The plight of the cats hit the news earlier month when, with the circus tent all folded up for the season, they were trucked to an empty field in Aberdeenshire, Scotland for the winter. In store for them now are several frosty months in an enclosure and a small attached trailer preposterously referred to as the 'beast wagon'.

Animal welfare groups like Animal Defenders International are campaigning hard for laws that would see big cats in circuses banned for good across Britain – and recent video footage of the Aberdeenshire site released by the organisation provides solid evidence for why that should and must happen:

The tiger's frustrated pacing is a stereotypic behaviour that's common among captive animals whose natural behavioural patterns have been disrupted for long periods of time – and just like this haunting footage of the world's last thylacine from more than 80 years ago, watching it fills me with unease and sadness. I want to believe that anyone else watching it would feel the same. 

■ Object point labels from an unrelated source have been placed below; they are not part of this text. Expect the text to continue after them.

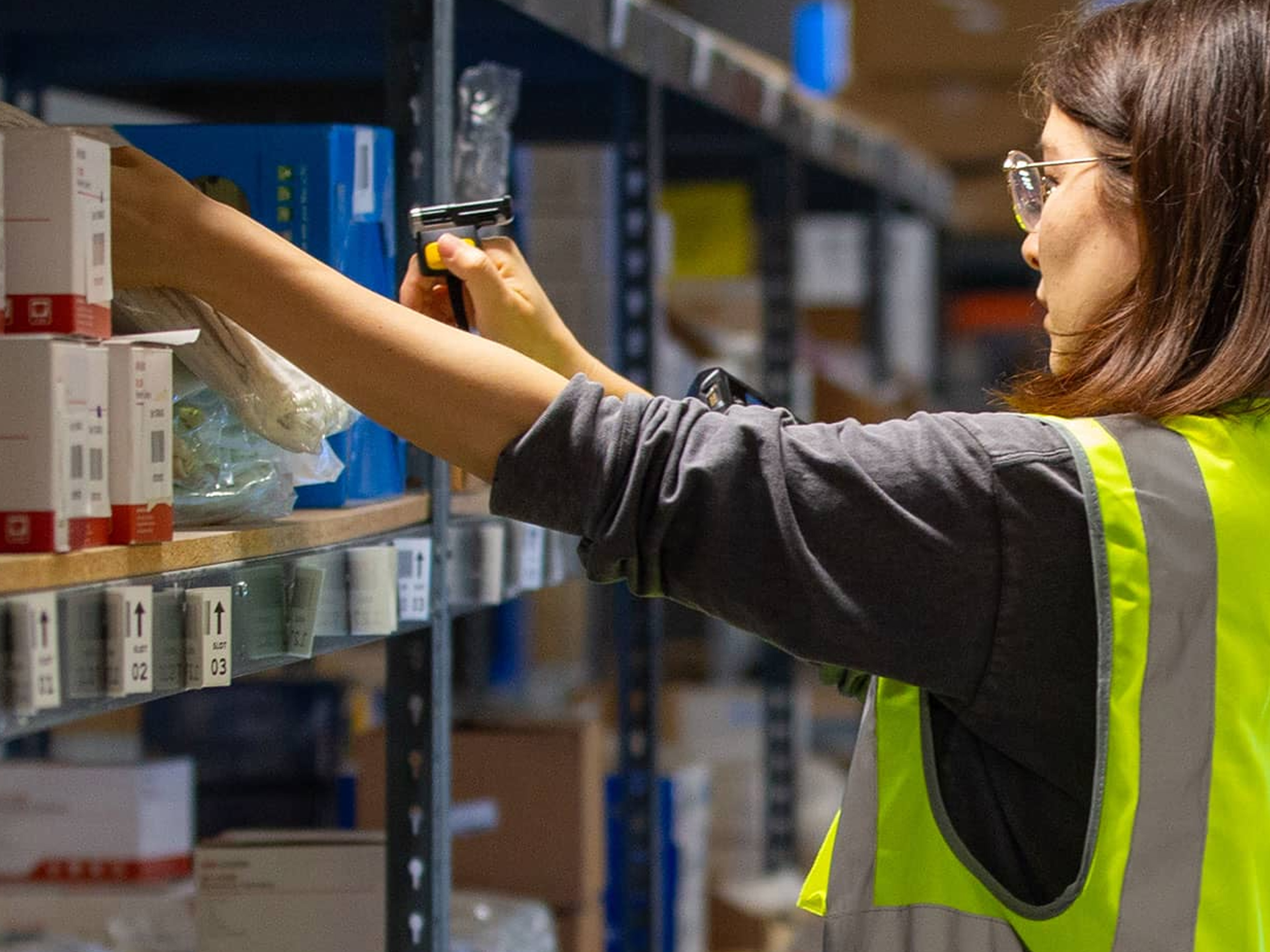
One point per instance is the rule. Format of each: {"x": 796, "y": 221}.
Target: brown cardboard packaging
{"x": 581, "y": 928}
{"x": 548, "y": 781}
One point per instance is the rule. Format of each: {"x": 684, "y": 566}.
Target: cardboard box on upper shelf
{"x": 141, "y": 499}
{"x": 58, "y": 233}
{"x": 328, "y": 188}
{"x": 37, "y": 442}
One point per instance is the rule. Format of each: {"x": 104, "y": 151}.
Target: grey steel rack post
{"x": 638, "y": 622}
{"x": 421, "y": 111}
{"x": 779, "y": 202}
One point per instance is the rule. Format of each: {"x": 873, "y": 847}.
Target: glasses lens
{"x": 1027, "y": 191}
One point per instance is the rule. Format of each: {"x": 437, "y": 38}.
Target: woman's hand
{"x": 505, "y": 301}
{"x": 153, "y": 214}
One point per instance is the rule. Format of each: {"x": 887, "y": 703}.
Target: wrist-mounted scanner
{"x": 464, "y": 220}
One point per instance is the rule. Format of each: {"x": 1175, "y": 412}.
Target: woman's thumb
{"x": 474, "y": 268}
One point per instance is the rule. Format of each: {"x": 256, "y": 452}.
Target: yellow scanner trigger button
{"x": 432, "y": 256}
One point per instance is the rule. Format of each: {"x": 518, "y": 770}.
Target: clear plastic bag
{"x": 483, "y": 922}
{"x": 224, "y": 473}
{"x": 270, "y": 394}
{"x": 489, "y": 94}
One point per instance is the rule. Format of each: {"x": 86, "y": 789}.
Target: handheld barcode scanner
{"x": 464, "y": 220}
{"x": 719, "y": 390}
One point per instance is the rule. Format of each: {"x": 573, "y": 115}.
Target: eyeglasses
{"x": 1030, "y": 188}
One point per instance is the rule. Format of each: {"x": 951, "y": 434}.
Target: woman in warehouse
{"x": 1067, "y": 747}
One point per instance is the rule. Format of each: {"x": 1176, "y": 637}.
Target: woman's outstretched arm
{"x": 456, "y": 395}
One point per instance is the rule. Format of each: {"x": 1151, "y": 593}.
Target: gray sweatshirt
{"x": 949, "y": 551}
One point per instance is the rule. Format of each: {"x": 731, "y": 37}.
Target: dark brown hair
{"x": 1175, "y": 94}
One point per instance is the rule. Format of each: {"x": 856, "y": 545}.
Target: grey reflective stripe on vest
{"x": 1160, "y": 897}
{"x": 1160, "y": 902}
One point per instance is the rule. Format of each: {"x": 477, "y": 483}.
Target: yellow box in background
{"x": 714, "y": 229}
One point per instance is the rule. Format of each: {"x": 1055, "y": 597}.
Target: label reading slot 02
{"x": 130, "y": 640}
{"x": 209, "y": 641}
{"x": 37, "y": 683}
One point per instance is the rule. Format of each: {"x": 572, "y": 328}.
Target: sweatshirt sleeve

Cards on the table, I am no lion (or tiger) expert. But over the years, I have learned a good deal about these animals, much of it from people who spend their lives filming these predators in some truly wild corners of the globe. And if you'll grant me just a sprinkle of anthropomorphic leeway, I can tell you that African lions like to do a fair bit of loafing, but they're also mercurial, curious, sometimes almost breathtakingly brutal and yet also affably gregarious ... and always fascinating. I can also tell you that it is in their nature to live out their lives in complex and dynamic family units across territories that often stretch over hundreds of kilometres.

And you will learn none of these things from the unfortunate specimens pacing inside a 'beast wagon' on a field somewhere in Scotland. 

Happily, it seems that since this story made headlines, the Scottish government has agreed to "look carefully" at changing the law to ban circuses from using wild animals. Yet legislative change can take a notoriously long time – which is why it's reassuring to know that we don't need to wait on politicians to show circuses like this one that we refuse to be 'entertained' in this way. Unlike other multifaceted, complex threats facing lions (and tigers) in the wild today, this particular wrong can be righted, wherever a big cat is being goaded through a fiery hoop, by ordinary people not doing something. Just don't buy that ticket.